# Anyone seen this symbol before?



## SuddenLife (Jun 2, 2015)

So, I got this pendant at a local store that is a combination of a thrift store and one where you can sell home made stuff. You hire a shelf, you put out your stuff and you can sell things without having to rent an entire building.
Here in Groningen, someone has a shelf with all sorts of funny stuff; gemstones,clusters of crystals, pendants, pretty rad and pretty affordable.
I got myself a pendant for no more than 6 euros that turned out to be sterling silver; it has 925 engraved in the back. 

Now, the thing is, I think the symbol is just some made-up celtic knot with no particular meaning, but I kinda want to be sure, you know? That I don't find out later it's something offensive or what have you.

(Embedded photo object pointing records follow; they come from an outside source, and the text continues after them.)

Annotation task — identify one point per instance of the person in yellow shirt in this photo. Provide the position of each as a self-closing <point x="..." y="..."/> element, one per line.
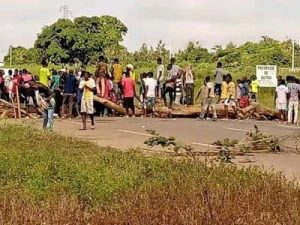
<point x="230" y="96"/>
<point x="131" y="72"/>
<point x="117" y="77"/>
<point x="88" y="87"/>
<point x="44" y="75"/>
<point x="254" y="89"/>
<point x="224" y="90"/>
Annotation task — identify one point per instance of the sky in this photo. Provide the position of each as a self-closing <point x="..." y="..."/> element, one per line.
<point x="176" y="22"/>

So I was hoping maybe someone here knows about that sort of thing or has just seen it before.

This is the thing;







(added the wooden beads myself, I just bought the pendant)










Also pen-tooled out the shape, in case that makes it more recognizable;


----------



## Asancta (Jul 28, 2015)

Am not into North/Celtic/Germanic/Viking?whatever mythology but I think it's a shield knot(if it was Kabbalah I would've known lol). It's used for protection and symbolizes the 4 corners,4 elements,4 kings etc etc so no I don't think would be "offensive".If you don't want offensive symbols or to be considered to be part of a "certain" group then stay away from Thor's hammer and the valknut(again if you care lol).

As a foot note=> I might be wrong about this symbol


----------



## SuddenLife (Jun 2, 2015)

Oh, that'd be pretty cool!
Glad it's not something offensive. I wouldn't feel quite right wearing that. 
I know somebody who wears the valknut and I was wondering, why is it offensive?


----------



## TerryCurley (Jan 4, 2015)

It's a really cool necklace whatever the symbol means.


----------



## SuddenLife (Jun 2, 2015)

Thanks!

I added another pendant, because the lower part was too heavy and caused the upper part to tighten. The new thing;


----------



## WoodlandSpirit (Dec 23, 2015)

It looks like a made up symbol.
And BTW you have a pretty neck


----------



## WoodlandSpirit (Dec 23, 2015)

Wait a sec. That reminds me of a Norwegian symbol. Hum, I guess I'll see if I can find him


----------



## Eddieblz (Jun 15, 2013)

I don't think it's a knot at all, because the lines aren't intertwined. The center part looks to be a cross between Victorian, vector and Pempamsie symbols. The meanings range from infinity to a symbol of readiness. The outer area looks to be a cross between oriental and Viking symbols. As far as the meaning... I think Asancta pretty much covered it. 
As and artist who's art has always been steeped in symbolism I'll tell you what I think you have here. This was probably made by a pewter artist who was trying to come up with soom really cool designs to etch or press on medallions so he or she could make a little money selling them at craft stores, swap meets or the type of place that you bought that at. So this particular artist ether went to a library, book store or just googled symbol's and created his or her's own designs putting a mix together from these source materials. I know that's what I do.
Anyway as far as the question of offensiveness. I guess that would be in the eye of the beholder. People seem to take offence to everything from what is being said to how coffee is prepared. In other words, don't wouldn't worry about it. It's your choice if you like it just wear it.


----------



## just (Mar 3, 2015)

WoodlandSpirit said:


> It looks like a made up symbol.
> And BTW you have a pretty neck


Look at you. Flirting on the internet.


----------



## Susan Mulno (Apr 13, 2015)

just said:


> Look at you. Flirting on the internet.


Jusst,....:vs_lol:


----------



## Asancta (Jul 28, 2015)

Oh LOL ...just...saw it...ahahhahaah


----------



## Eddieblz (Jun 15, 2013)

just said:


> Look at you. Flirting on the internet.


:surprise::wink::biggrin::vs_lol::vs_cool:


----------



## Joanne Wood (Oct 17, 2019)

Why is the image blocked?? Is it just me


----------